Yesterday I worked on a little data science project reanalyzing the data that made Dr. Ignaz Semmelweis discover the importance of hand-washing. But let’s get back to history for a while. In the early 1840s at the Vienna General Hospital as many as 10% of the women giving birth died from childbed fever. He knew the cause of childbed fever: It’s the contaminated hands of the doctors delivering the babies. And they wouldn’t listen to him and wash their hands!
The table below shows the number of women giving birth at the two clinics at the Vienna General Hospital for the years 1841 to 1846. You’ll notice that giving birth was very dangerous; an alarming number of women died as the result of childbirth, most of them from childbed fever.
We see this more clearly if we look at the proportion of deaths out of the number of women giving birth at Clinic 1.
If we now plot the proportion of deaths at both clinic 1 and clinic 2 we’ll see a curious pattern… and huge problem
Why is the proportion of deaths constantly so much higher in Clinic 1? Semmelweis saw the same pattern and was puzzled and distressed. The only difference between the clinics was that many medical students served at Clinic 1, while mostly midwife students served at Clinic 2. While the midwives only tended to the women giving birth, the medical students also spent time in the autopsy rooms examining corpses.

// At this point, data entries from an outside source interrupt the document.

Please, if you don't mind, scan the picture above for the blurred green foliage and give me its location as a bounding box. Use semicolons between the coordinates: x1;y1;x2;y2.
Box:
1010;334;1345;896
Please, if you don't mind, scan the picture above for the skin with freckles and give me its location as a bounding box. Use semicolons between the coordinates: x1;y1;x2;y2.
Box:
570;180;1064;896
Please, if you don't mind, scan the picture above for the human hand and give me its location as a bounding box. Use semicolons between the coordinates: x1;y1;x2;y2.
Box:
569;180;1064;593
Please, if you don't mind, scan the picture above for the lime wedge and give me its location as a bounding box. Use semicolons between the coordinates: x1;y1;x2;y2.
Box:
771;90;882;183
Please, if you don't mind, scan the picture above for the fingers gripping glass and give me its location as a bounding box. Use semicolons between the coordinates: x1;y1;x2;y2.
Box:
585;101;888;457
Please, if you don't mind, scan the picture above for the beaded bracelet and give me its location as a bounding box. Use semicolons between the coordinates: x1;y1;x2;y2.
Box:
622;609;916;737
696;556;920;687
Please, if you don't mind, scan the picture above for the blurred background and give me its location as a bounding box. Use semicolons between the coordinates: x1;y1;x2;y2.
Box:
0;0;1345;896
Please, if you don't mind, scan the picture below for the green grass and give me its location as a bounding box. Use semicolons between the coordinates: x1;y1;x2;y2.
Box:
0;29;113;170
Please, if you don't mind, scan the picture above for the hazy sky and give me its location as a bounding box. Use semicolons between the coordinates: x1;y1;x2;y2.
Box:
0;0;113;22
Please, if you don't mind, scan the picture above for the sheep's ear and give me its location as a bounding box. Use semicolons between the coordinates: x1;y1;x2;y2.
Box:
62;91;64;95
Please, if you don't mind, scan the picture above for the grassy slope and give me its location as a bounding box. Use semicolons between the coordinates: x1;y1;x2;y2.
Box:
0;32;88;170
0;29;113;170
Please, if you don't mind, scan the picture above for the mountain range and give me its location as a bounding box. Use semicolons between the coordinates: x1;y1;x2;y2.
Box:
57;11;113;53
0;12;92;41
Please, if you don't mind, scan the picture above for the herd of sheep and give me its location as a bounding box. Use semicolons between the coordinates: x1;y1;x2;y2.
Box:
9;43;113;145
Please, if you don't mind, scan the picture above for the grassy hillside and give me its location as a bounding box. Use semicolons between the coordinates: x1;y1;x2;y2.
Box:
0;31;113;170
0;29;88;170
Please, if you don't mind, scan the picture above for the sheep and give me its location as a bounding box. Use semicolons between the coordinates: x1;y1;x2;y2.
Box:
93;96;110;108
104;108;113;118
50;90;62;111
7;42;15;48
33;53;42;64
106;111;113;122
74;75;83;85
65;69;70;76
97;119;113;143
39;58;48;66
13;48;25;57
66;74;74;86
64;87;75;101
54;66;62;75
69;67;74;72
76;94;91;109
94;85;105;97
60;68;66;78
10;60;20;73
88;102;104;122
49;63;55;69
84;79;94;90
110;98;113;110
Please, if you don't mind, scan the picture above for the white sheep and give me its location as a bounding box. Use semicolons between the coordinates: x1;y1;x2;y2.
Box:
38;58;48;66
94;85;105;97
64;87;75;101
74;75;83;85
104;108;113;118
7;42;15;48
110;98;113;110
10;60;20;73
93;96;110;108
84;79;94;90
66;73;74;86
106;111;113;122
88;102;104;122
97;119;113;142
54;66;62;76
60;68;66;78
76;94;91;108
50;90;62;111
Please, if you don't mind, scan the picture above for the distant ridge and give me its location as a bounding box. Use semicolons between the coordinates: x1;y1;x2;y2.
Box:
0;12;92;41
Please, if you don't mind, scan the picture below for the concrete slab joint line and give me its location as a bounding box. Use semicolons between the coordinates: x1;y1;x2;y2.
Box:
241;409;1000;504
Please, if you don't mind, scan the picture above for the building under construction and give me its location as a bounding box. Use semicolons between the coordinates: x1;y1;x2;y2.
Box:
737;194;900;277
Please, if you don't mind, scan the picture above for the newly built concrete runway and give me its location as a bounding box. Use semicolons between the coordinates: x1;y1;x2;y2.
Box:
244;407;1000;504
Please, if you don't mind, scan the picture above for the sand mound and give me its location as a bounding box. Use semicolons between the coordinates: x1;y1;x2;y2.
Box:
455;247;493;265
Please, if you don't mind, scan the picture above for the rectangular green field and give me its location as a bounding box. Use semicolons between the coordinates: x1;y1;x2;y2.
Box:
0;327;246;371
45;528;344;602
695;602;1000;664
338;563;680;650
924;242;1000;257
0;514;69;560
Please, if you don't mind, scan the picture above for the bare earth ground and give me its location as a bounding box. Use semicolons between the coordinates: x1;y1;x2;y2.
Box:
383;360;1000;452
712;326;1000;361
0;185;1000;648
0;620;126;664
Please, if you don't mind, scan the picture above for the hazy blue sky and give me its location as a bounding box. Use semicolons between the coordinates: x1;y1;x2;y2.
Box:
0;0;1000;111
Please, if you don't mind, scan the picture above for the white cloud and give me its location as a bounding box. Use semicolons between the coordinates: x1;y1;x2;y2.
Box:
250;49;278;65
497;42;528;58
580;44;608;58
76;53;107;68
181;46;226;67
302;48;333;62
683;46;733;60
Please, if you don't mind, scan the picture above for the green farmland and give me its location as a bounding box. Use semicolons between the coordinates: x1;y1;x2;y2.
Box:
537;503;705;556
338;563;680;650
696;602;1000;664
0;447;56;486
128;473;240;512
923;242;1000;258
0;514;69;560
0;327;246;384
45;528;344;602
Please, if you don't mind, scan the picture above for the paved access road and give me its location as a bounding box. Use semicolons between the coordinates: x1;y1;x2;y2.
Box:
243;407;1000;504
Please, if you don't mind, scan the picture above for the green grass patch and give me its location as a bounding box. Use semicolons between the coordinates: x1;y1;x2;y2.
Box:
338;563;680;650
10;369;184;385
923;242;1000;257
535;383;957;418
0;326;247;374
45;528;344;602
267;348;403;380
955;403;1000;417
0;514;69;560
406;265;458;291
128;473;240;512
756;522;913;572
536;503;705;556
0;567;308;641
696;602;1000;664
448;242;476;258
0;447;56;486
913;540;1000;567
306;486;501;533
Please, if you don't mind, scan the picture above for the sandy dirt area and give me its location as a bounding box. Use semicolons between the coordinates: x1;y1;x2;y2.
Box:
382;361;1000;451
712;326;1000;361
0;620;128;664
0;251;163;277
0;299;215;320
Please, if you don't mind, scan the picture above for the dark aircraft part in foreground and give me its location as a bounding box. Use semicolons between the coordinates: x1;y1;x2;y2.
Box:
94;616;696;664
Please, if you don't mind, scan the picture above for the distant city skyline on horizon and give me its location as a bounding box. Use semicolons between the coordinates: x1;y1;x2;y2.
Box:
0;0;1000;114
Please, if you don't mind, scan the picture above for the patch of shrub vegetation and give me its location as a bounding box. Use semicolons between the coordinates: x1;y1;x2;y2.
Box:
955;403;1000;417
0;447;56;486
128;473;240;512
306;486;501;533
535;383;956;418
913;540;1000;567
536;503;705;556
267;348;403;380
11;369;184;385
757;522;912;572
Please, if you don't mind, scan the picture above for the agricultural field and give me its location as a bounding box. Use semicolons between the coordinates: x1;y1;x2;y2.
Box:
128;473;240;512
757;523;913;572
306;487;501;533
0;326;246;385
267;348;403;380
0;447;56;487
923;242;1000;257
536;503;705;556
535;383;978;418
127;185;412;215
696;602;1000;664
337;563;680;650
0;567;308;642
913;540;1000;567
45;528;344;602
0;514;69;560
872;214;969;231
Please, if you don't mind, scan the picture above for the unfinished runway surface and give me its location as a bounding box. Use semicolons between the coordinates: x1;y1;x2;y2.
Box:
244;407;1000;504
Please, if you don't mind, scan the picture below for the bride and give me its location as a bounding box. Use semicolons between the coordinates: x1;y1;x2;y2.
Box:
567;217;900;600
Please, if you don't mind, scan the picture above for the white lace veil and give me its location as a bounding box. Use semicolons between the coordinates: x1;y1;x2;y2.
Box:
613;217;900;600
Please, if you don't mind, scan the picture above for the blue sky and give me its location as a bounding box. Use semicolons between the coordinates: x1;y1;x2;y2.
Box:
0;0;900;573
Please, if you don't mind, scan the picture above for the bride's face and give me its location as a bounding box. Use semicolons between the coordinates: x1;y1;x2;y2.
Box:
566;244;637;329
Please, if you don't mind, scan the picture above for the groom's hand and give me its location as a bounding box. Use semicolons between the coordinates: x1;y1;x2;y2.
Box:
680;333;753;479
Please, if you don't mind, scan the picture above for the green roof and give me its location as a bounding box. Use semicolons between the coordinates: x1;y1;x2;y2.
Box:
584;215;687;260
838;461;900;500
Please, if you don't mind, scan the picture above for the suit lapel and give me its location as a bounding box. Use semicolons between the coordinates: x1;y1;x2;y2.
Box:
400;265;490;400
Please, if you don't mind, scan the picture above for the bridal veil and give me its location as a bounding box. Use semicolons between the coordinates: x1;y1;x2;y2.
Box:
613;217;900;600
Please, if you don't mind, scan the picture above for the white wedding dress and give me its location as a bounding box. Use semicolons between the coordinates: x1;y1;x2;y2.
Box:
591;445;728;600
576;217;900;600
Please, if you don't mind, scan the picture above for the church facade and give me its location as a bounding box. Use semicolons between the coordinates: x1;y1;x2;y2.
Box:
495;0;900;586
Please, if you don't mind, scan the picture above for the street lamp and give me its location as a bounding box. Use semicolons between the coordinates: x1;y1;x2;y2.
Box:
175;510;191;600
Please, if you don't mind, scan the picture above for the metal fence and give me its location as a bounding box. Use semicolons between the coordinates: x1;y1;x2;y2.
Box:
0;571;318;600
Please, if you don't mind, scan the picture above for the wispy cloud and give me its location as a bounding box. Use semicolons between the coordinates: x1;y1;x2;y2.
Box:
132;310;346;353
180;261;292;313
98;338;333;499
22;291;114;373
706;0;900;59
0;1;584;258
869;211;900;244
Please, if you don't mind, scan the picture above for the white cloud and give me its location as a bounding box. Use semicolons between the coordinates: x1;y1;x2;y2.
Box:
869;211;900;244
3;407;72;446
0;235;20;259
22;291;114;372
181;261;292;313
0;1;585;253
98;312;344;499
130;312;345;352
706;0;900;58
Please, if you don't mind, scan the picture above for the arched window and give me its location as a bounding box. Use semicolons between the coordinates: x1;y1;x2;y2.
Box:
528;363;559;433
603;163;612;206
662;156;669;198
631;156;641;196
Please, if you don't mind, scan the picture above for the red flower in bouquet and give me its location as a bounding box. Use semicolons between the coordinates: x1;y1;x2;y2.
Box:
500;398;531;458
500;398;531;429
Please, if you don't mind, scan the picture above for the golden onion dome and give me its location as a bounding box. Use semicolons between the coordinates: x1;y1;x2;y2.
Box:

Semmelweis started to suspect that something on the corpses, spread from the hands of the medical students, caused childbed fever. So in a desperate attempt to stop the high mortality rates, he decreed: Wash your hands! This was an unorthodox and controversial request, nobody in Vienna knew about bacteria at this point in time.
Starting from the summer of 1847 the proportion of deaths is drastically reduced and, yes, this was when Semmelweis made handwashing obligatory.
The effect of handwashing is made even more clear if we highlight this in the graph.
It reduced the proportion of deaths by around 8 percentage points! From 10% on average to just 2% (which is still a high number by modern standards).
All in all, it would seem that Semmelweis had solid evidence that handwashing was a simple but highly effective procedure that could save many lives.
The tragedy is that, despite the evidence, Semmelweis’ theory — that childbed fever was caused by some “substance” (what we today know as bacteria) from autopsy room corpses — was ridiculed by contemporary scientists. The medical community largely rejected his discovery and in 1849 he was forced to leave the Vienna General Hospital for good.
One reason for this was that statistics and statistical arguments were uncommon in medical science in the 1800s. Semmelweis only published his data as long tables of raw data, but he didn’t show any graphs nor confidence intervals. If he would have had access to the analysis like one’s above he might have been more successful in getting the Viennese doctors to wash their hands. That’s the power of statistics in action.